Arlanymor · 23/06/2024 21:27

whsm17 · 23/06/2024 21:24

I am a housewife , with no life at all , not financially stable , I know it will not sound good when I thi k of leaving I know I will not be able to survive or provide well to my kids

You can do little steps. You don’t have to pack up and leave this second. Push back on the clothes issue and don’t back down - see how he responds to the change in dynamic, but don’t back down. It’s carving out a bit of independence for yourself - autonomy over your body and what you choose to clothe it in.

BouquetGarni224 · 23/06/2024 22:32

whsm17 · 23/06/2024 21:24

I am a housewife , with no life at all , not financially stable , I know it will not sound good when I thi k of leaving I know I will not be able to survive or provide well to my kids

Go to Citizens Advice and they'll tell you what benefits you can.get.

You should get - universal credit - housing part and regular part, universal credit for children, child benefit, council tax discount, free school meals, school uniform money, and if you work any hours (which you can do on universal credit up to a certain number of hours before it starts to reduce your benefits) you get 85% of childcare paid.

There are lots and lots and lots of single mothers who live off Universal credit and maybe work the hours they're allowed to work before it starts reducing the UC they get. They manage ok.

Citizens advice or Women's Aid will be able to help you.

BouquetGarni224 · 23/06/2024 22:34

He also has to pay child maintenance depending on his many overnights he has the kids.

Only overnights count for reducing how much child maintenance he has to pay.

It starts at 12% of his salary, approx. for one child, I think.

Citizens advice or women's aid will also be able to give you advice on that.

BouquetGarni224 · 23/06/2024 22:39

If you divorce (hopefully you are legally married in the UK), you are entitled to 50% of all assets - as a starting point. House, property, savings, pension etc.

BouquetGarni224 · 23/06/2024 22:42

Coz I'm a stupid emotional woman ...

Does he call you that??

I'd be emotional too if someone was treating me like he is.

Copperoliverbear · 23/06/2024 23:08

Tell him to fuck off.
You are not showing off your body, you are just making yourself feel better and whatever you do, do not change your clothes.

Copperoliverbear · 23/06/2024 23:10

Why don't you ask him to leave he sounds like a pig, or if you have somewhere to go leave yourself if it's not yours.
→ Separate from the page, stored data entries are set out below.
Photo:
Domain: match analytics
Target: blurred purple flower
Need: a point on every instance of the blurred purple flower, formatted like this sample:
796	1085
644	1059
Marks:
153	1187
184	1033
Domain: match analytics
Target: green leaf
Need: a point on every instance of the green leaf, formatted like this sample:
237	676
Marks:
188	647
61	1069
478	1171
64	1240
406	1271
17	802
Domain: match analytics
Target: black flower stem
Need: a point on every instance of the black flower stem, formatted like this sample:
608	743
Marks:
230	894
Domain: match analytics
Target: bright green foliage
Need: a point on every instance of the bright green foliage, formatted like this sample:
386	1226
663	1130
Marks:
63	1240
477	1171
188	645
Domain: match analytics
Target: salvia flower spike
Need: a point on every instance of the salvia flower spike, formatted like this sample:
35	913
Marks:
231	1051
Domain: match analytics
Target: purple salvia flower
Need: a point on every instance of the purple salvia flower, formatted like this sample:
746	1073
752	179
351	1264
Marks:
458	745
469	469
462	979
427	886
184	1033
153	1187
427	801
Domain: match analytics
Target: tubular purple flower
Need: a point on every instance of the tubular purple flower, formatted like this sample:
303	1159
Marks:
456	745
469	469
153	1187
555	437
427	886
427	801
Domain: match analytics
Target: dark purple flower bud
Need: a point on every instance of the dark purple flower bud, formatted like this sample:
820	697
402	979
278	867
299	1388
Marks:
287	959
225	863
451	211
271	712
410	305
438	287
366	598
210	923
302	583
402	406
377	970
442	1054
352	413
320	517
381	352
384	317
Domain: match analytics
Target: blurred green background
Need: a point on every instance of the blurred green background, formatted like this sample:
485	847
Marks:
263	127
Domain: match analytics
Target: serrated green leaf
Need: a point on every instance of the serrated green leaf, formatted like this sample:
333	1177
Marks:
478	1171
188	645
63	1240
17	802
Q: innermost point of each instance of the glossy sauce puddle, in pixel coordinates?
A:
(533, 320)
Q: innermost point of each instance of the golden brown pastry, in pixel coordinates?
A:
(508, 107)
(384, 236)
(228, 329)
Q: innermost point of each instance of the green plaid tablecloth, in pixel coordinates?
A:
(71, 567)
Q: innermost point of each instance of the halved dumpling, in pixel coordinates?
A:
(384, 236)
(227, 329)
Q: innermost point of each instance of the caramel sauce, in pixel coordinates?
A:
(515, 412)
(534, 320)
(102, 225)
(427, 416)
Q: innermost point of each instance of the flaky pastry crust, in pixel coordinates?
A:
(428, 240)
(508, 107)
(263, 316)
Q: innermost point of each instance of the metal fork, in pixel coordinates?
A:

X

billyt · 23/06/2024 23:50

Oh, @Enzee11

I'm so sorry your partner is such loser.

I never, ever told my wife what to wear. That was always her decision. (Mind you, she could have worn a bin bag, I'd still think it looked good)

But joking apart, is he really that insecure/controlling that he's spoiling your life? Because he thinks (wrongly) it makes him look better.

He will continue to drag you down because he's scum.

I'm very confident that there are many, many posters on here who can advise you on how to get rid and actually have a good life. They can advise where to look for the help you obviously need.

No-one ever deserves to have their lives destroyed by insecure fools.

You deserve so much more. Get rid and have a happy life.

QueenBitch666 · 24/06/2024 00:36

Tell him to fuck off. And once he's got there tell him to fuck off some more. Controlling insecure cretin 🚩

QueenBitch666 · 24/06/2024 00:38

Copperoliverbear · 23/06/2024 23:10

Why don't you ask him to leave he sounds like a pig, or if you have somewhere to go leave yourself if it's not yours. X

Less of the animal slurs. Pigs don't behave like pieces of shit 🙄

XChrome · 24/06/2024 00:39

whsm17 · 23/06/2024 21:24

I am a housewife , with no life at all , not financially stable , I know it will not sound good when I thi k of leaving I know I will not be able to survive or provide well to my kids

Then work towards that. Take a course in something that will help get you a job. This is why we always need to have a plan b.